Say what you mean [33:70]

blog Apr 09, 2023

Here is today's reflection from the Quran:

"O you who believe! be God conscious and speak the right word." [Quran 33:70]

The verse from Sura Ahzab exhorts believers in particular to speak

"Qawlan Sadid", words that are truthful, just, appropriate. The term sadid comes from the word sadd which is a dam, a barrier. Just as the force of water needs to be tamed in order to be benefcial, similarly our words need to be disciplined in order to hit the mark.

The reward for such language in spelled out in the following verse where Allah says: that He may set your deeds aright for you, and forgive you your sins. [Quran 33:71]

The expression qawl sadid signifies, literally, "a saying that hits the mark", words that are truthful, relevant and to the point. It is speech that is upright and free from any corruption. It means speaking in a way such that the outward expression corresponds to the inward meaning of what we trying to say.

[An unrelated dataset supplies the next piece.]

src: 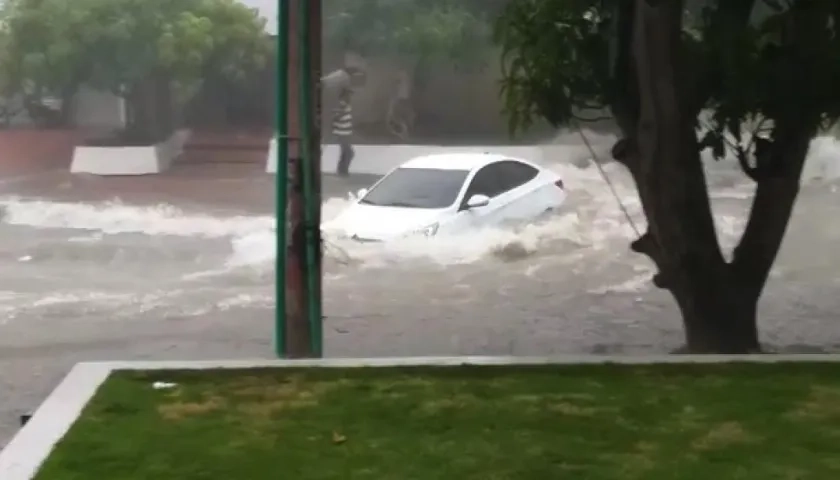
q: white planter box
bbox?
[70,129,191,176]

This applies specially when we are giving testimonies or bearing witness to something but is also a widely applicable principle of communication.

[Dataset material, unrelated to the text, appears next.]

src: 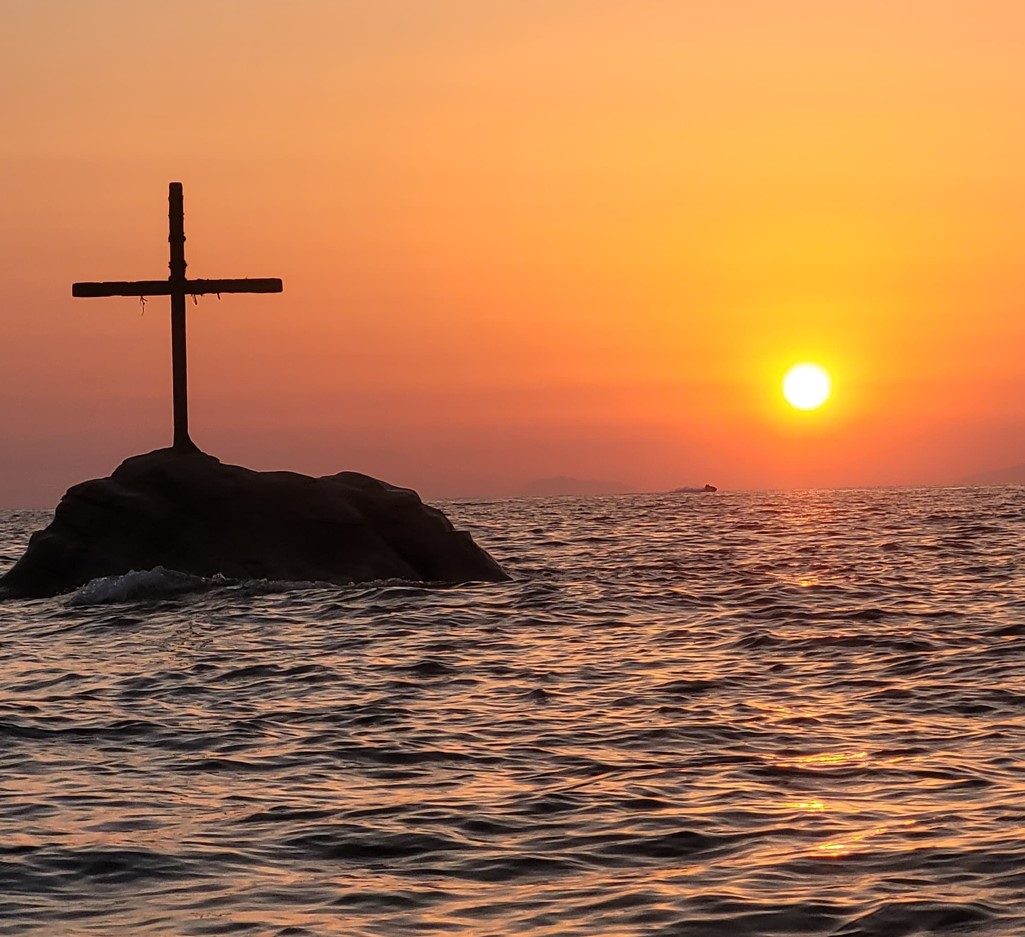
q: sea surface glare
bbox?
[1,487,1024,936]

How and when can we use this?

1) In our relationships: Very often even in our closest relationships, we do not mean what we say and say what we mean.

Relationships then get into trouble because instead of being truthful and clear, we hide behind self-protection, looking good or not wanting to 'rock the boat'. We don't say what we really want and then we hold it against the other person when they are unable to fathom what we really mean.

2) When giving feedback: when asked for our opinion, it is our moral duty to give honest feedback which is helpful. Such feedback is a gift to the other person as an opportunity to correct a course of action which may not be effective for them.

3) When relating events: human beings tend to confuse our own interpretations of events with the facts. It is a good idea to remember to separate facts from interpretations when telling others what happened.

I saw Ali at the mall, but we did not exchange greetings - is relating an event

Ali ignored me at the mall - is an interpretation - it suggests that he had an intention for what happened.

4) When asking for what we need/want: being assertive in communication means being forthright about your wants and needs, while still considering the rights, needs and wants of others. When you're assertive, you are self-assured and draw power from this to get your point across firmly, fairly and with empathy.

Can you recognize times and places in your own life where you could practice speaking "gawlan sadid"?